Do We Choose Belief?

Many state blithely that they choose to believe this or that. The statement, on the face of it, is absurd. It is impossible for most of us to believe, for example, that 2 + 3 = 6. This proves easily that some beliefs are impossible, but it does not prove that it is impossible to choose some beliefs. Some people believe blue is attractive and other find it much less attractive. If I am forced to live or work in an environment where nearly every thing around me is blue, it is in my interest to believe that blue is attractive. It may or may not be possible for me to choose to be attracted to blue, but it does not really matter as this does not seem to be a belief in the important sense most people want to assign to belief.
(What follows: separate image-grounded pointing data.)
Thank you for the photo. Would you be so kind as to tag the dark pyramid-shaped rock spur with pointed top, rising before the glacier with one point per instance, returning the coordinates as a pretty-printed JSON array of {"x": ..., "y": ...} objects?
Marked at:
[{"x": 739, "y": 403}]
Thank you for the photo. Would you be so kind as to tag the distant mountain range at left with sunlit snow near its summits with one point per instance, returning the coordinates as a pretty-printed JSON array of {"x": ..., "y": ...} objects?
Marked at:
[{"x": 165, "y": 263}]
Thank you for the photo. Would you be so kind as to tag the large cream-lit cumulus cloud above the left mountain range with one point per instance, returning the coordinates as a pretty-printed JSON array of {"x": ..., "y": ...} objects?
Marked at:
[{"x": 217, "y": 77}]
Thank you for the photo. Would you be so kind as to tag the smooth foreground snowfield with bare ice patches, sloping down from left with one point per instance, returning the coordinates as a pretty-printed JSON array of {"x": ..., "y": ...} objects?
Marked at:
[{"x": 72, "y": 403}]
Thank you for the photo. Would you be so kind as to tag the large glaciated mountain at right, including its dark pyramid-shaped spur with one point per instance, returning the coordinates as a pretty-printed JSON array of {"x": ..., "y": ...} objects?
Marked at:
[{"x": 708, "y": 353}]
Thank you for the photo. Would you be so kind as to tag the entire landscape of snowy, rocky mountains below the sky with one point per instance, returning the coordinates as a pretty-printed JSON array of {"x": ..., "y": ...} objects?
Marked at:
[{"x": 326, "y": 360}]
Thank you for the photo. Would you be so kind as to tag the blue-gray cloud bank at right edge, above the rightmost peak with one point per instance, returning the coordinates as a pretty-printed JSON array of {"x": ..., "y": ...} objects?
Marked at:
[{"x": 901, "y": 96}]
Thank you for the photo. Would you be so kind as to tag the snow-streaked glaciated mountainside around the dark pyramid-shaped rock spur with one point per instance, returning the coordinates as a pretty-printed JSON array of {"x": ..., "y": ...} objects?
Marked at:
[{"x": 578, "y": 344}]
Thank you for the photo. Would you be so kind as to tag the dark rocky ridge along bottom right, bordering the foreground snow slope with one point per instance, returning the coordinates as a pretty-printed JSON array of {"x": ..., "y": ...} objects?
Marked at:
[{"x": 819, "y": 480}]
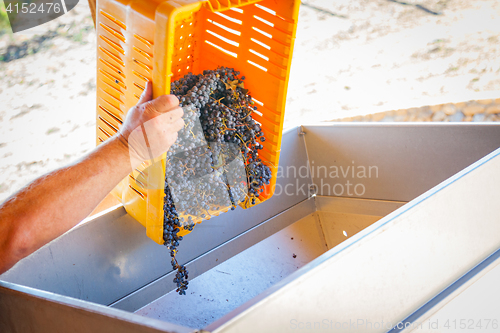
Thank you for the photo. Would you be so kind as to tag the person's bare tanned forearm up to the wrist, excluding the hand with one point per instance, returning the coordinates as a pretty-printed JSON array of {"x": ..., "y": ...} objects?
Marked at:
[{"x": 56, "y": 202}]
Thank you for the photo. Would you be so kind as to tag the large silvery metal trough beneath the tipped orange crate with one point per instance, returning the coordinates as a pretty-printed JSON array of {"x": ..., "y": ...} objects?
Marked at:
[{"x": 378, "y": 224}]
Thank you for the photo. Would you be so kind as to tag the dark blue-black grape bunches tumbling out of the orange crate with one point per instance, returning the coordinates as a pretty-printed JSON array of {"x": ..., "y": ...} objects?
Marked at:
[{"x": 215, "y": 161}]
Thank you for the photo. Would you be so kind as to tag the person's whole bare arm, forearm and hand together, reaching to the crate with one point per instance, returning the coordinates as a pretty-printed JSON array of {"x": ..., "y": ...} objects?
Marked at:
[{"x": 56, "y": 202}]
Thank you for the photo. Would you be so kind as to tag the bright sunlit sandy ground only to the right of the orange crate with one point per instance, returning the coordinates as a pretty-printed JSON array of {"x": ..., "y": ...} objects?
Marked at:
[{"x": 381, "y": 55}]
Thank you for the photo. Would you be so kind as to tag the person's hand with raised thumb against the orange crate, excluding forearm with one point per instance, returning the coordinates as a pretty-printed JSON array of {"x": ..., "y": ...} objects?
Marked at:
[{"x": 151, "y": 126}]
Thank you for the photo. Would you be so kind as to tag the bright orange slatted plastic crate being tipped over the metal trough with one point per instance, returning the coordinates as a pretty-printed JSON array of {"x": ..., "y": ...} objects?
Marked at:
[{"x": 162, "y": 41}]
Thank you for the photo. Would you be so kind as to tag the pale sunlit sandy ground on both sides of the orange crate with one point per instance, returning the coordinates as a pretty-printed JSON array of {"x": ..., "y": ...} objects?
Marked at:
[{"x": 351, "y": 57}]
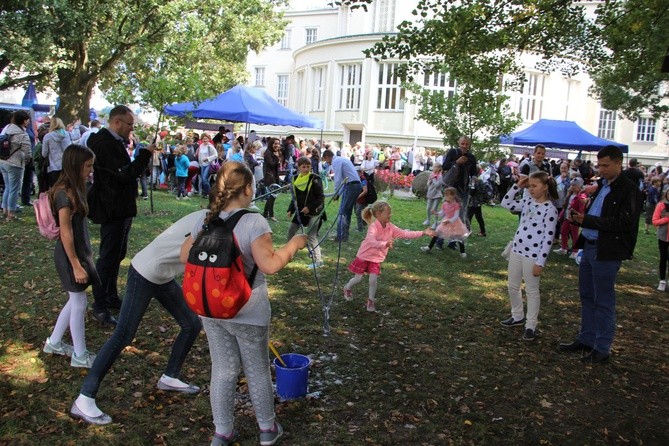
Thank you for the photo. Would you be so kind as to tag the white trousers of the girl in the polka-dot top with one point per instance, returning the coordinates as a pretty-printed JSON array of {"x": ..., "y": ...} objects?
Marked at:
[{"x": 520, "y": 268}]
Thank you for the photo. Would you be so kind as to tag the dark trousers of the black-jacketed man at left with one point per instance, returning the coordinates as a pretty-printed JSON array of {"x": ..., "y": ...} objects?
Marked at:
[{"x": 113, "y": 247}]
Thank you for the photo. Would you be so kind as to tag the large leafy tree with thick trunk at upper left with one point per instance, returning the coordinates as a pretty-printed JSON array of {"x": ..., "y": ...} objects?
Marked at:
[{"x": 152, "y": 51}]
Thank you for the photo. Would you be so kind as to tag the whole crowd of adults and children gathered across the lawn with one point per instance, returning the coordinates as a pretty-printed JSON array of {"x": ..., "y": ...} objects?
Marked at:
[{"x": 597, "y": 207}]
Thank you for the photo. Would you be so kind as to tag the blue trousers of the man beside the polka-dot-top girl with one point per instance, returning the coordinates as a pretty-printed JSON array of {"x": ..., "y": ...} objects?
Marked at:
[{"x": 596, "y": 286}]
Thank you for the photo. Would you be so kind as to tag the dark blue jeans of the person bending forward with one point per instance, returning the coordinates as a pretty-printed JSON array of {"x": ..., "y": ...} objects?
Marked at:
[{"x": 139, "y": 293}]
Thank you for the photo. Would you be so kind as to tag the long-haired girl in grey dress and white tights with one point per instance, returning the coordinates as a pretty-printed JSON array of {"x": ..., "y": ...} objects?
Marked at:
[{"x": 73, "y": 254}]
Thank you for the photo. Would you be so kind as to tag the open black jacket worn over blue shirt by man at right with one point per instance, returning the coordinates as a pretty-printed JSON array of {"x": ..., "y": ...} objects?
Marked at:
[{"x": 618, "y": 224}]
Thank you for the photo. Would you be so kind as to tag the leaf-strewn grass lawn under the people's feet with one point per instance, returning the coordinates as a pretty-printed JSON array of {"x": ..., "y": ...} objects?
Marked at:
[{"x": 433, "y": 366}]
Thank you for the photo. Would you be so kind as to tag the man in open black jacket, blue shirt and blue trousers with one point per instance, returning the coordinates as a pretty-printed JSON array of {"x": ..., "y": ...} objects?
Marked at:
[{"x": 610, "y": 226}]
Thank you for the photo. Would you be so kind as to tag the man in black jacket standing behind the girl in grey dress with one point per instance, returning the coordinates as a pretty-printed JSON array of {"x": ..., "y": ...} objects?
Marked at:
[{"x": 112, "y": 204}]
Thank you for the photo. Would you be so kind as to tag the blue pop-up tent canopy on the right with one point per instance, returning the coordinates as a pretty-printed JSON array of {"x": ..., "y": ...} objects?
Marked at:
[{"x": 560, "y": 135}]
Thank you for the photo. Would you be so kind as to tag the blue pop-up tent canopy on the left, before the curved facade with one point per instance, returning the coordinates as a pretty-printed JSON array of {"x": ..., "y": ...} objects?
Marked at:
[{"x": 243, "y": 104}]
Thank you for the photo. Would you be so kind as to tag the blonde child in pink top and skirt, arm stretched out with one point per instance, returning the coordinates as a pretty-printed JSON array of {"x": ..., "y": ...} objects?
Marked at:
[{"x": 374, "y": 248}]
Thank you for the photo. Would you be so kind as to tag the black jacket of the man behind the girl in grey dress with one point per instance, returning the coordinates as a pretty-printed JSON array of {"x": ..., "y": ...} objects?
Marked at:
[{"x": 114, "y": 191}]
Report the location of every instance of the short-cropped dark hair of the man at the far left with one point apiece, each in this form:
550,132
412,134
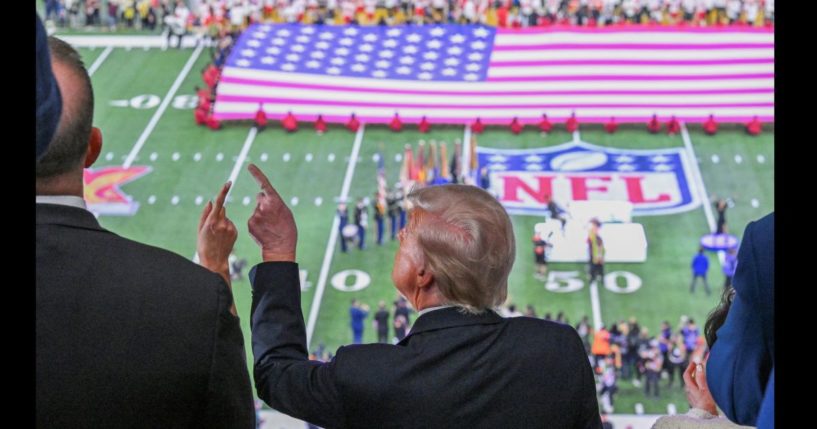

When people say they choose to believe something, they are generally talking about something like the existence of moral value or God or mathematics. William James famously declared that our first act of free will is to believe in free will. His point is well taken, by some anyway. Life is filled with choices, and we make choices based on our beliefs. If we do not believe we have control over our beliefs, then we do not believe we have control over our choices. If we do not believe we can make choices, we are rather stuck in the mud. The fact that we carry on with our lives is evidence that most of us at least behave as if free will is possible.

Of course, free will, and freedom of belief are hardly one and the same. Is it possible for someone who believes recreational homicide is wrong to come to a different conclusion by an act of will? It is conceivable (though just barely) that some argument or experience might change ones mind, but this is not an act of will. If I move to a society where disbelief in Odin is punishable by death (no, I am not aware of any such society), I would certainly choose to avow publicly that I believe in Odin, but this avowal would be made much easier by actually being able to believe in Odin, for it is easiest to avow an occurrent belief.

Perhaps if we cannot simply choose a belief, we can choose to examine a belief in more detail in order to move closer to a new belief. I live where belief in Odin is required, but I do not as yet believe in Odin. In fact, I do not have the requisite experience or knowledge to believe in Odin, so I may begin to read texts on the basic tenets of Odin’s followers. I may attend worship services devoted to Odin. I may mimic prayers and sacrifices to Odin, if such are appropriate. I may discuss the virtues of Odin belief with his followers. When I come to understand Odin better, I may come to believe in Odin and declare honestly and proudly, “I choose to believe in the infinite power and mercy of Odin.” I may congratulate myself on discovering ways to choose beliefs. Now, I need only to define a belief.

2 thoughts on “Do We Choose Belief?

  1. Jeff Savage Jr. 04/09/2007 / 2:57 pm

    I have battled the concept of belief myself. I was raised in a Christian home, and early on found myself questioning the many doctrines inside that single faith. This contraversy lead me on an eventual path of disbelief. This was a painful struggle, for I loved my God, and felt a piece of myself dying slowly as I went through this process. I remember praying (the last time I did so) for God to return to me my faith. This did not happen, and I extended to my God that if He was to create me in a way where I had the ability to question, and required that I have true faith for salvation, then that in itself was a contradiction. I also extended to Him at this time that I would no longer believe simply because I should, and my doubt and concern was justified. In designing me this way, if punishment was to be mine, then he could condem me to hell with all the other “believers” of other faiths; for where their beliefs less than mine? (A truely bold statement I know) What choice do I have to have faith. Was it I that made a brain bent on scientific knowledge and against that on religious wisdom. Do I chose anything at all, or am I bent towards these choices already. I will always question, and always have ideas. True enlightenment comes, I believe, from constant criticism of our ideas, and not constant reinforcement of them. For it is easier to agree with ones self than to battle against him, but the easiest path is most often not the correct or “right” one. Instead of belief, ideas are the right path, because changing an idea is much simplier than changing a belief upon further knowledge against such. Constant doubt,is painful, yet appropiate; but what choice do we have in our thinking anyway.

  2. Anonymous 08/09/2007 / 10:02 am

    I can relate to your struggle of belief. My grandfather was an avowed atheist, and taught me to believe that science could explain everything. “That all knowledge is scientific knowledge”. as he used to say.. Later in life I began to ask how is it that I know this with absolute certainty? My doubt began by asking questions that science cannot by its nature and design answer…..the why questions (science only answers how something works or behaves or operates) I fought my disbelief that science had all the answers vehemently, but my doubts continued to flood my mind. I soon realized that my belief just a form of scientism. I began to understand that this proposition “all knowledge is scientific knowledge” can not be proved by science. It is a metaphysical statement and assumption that transcends any scientific experiment that could prove it to be true. I began reading Aristotle and Thomas Aquinas, and came to see that scientific knowledge is only part of the whole but cannot explain the whole. These great thinkers along with Jacques Maritain and a more contemporary Thomist Benedict Ashley, that yes science is first in the order of knowing (epistemology) but science leads to an understanding of the mind and intellect of the Universe.